The Texans refused to acknowledge the concept of rookies last year as they dug into their nice little resting place at the bottom of the division, with Greenard only seeing elevated playing time in the game at Jacksonville that Whitney Mercilus and Jacob Martin missed due to COVID protocols. Naturally, the Texans won that game, which meant the answer was to go right back to the other outside linebackers on the roster. Greenard only would receive extended playing time again in Weeks 16 and 17 with the season all but over.
What the Texans have done is created a roster so full of mediocre edge rushers that we're really not sure who they'll pick to play. That's the major reason Greenard is as low as he is. He's not a high-ceiling superstar, but Greenard could develop into a positive second- or third-banana edge player with playing time. Do we have any faith that he'll get that playing time on the team that signed Jordan Jenkins and wants to fit Charles Omenihu, Mercilus and Martin into roles? Not a ton. But he deserves the run. Someone on this roster has to be a long-term piece, right?

Methodology
This is the 15th anniversary of the list. We're still relying on the same things we always do: scouting, statistics, measurables, context, ceiling, expected role and what we hear from other sources. The goal is to bring your attention to players who are still developing in their second and third seasons, even after the draftniks have forgotten them.
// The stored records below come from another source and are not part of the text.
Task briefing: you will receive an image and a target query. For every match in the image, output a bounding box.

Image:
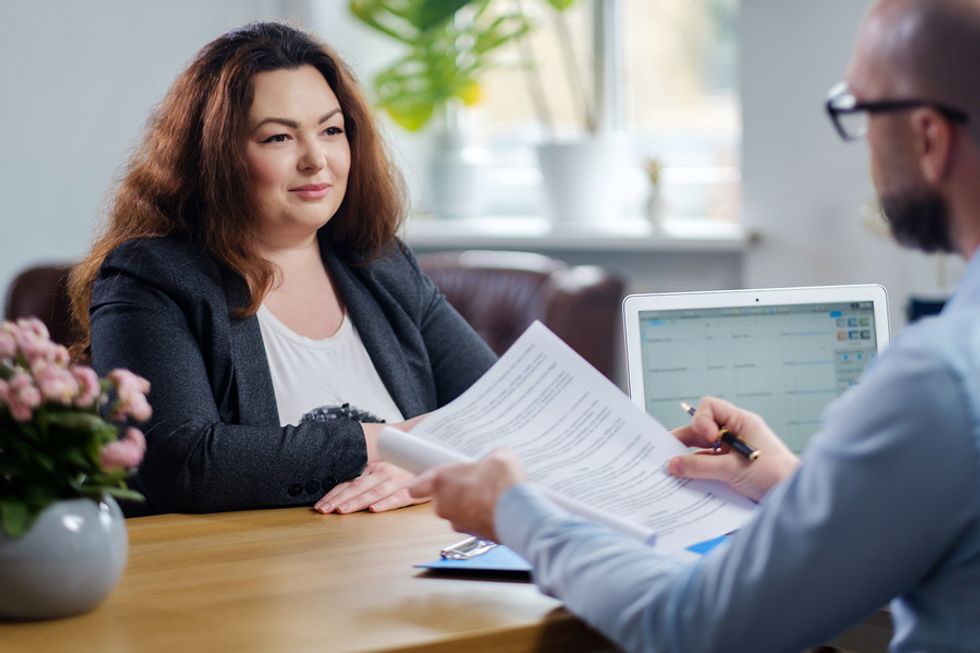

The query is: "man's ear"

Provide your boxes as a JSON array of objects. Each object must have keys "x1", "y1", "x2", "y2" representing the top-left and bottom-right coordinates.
[{"x1": 911, "y1": 107, "x2": 954, "y2": 184}]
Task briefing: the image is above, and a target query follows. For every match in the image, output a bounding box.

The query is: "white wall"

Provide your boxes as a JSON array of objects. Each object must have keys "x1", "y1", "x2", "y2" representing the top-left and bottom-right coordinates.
[{"x1": 739, "y1": 0, "x2": 960, "y2": 331}]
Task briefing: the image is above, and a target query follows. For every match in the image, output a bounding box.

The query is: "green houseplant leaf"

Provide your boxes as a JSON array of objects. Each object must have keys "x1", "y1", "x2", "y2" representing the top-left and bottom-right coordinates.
[{"x1": 349, "y1": 0, "x2": 531, "y2": 131}]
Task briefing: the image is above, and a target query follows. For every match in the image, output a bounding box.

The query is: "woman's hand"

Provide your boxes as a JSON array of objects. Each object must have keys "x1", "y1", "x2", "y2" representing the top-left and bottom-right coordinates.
[
  {"x1": 667, "y1": 397, "x2": 800, "y2": 501},
  {"x1": 313, "y1": 462, "x2": 428, "y2": 514},
  {"x1": 409, "y1": 449, "x2": 524, "y2": 542}
]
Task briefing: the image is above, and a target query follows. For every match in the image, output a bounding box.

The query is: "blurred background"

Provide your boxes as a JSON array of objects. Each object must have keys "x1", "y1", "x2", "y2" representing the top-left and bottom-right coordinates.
[{"x1": 0, "y1": 0, "x2": 962, "y2": 331}]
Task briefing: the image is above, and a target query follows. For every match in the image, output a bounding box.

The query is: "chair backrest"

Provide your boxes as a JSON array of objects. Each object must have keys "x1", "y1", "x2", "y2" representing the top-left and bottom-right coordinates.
[
  {"x1": 419, "y1": 250, "x2": 625, "y2": 378},
  {"x1": 4, "y1": 265, "x2": 78, "y2": 347}
]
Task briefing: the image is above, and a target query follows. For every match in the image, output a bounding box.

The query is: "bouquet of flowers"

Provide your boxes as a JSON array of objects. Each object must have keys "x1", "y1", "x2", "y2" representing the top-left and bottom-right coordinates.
[{"x1": 0, "y1": 318, "x2": 151, "y2": 537}]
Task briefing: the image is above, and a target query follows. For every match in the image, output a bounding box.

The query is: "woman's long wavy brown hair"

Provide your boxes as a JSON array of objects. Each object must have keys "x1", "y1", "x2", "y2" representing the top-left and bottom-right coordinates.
[{"x1": 68, "y1": 23, "x2": 404, "y2": 357}]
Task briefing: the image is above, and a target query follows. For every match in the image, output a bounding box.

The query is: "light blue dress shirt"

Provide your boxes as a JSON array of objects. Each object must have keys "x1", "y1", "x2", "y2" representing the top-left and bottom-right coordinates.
[{"x1": 495, "y1": 255, "x2": 980, "y2": 653}]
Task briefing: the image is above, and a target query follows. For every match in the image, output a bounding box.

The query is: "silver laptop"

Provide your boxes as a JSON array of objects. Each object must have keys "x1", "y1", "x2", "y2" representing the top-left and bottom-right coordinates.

It's important to note that this list is not strictly about fantasy football (otherwise, there would be no offensive linemen on it) and career potential matters. It's not just a list for the 2021 season.
Here's our full criteria:
Drafted in the third round or later, or signed as an undrafted free agent
Entered the NFL between 2018 and 2020
Fewer than 500 career offensive or defensive snaps (except running backs, who are allowed just 300 offensive snaps)
Have not signed a contract extension (players who have bounced around the league looking for the right spot, however, still qualify for the list)
Age 26 or younger as of September 1, 2021
You'll see a number of references to Football Outsiders stats on our list, in particular DVOA (Defense-adjusted Value Over Average), which takes every play and compares its success to the NFL average based on situation and opponent. You can read more about DVOA and other FO stats on this page. Many of the other stats, including blown blocks and success rate in coverage, come from Sports Info Solutions and can be found in our new book, Football Outsiders Almanac 2021.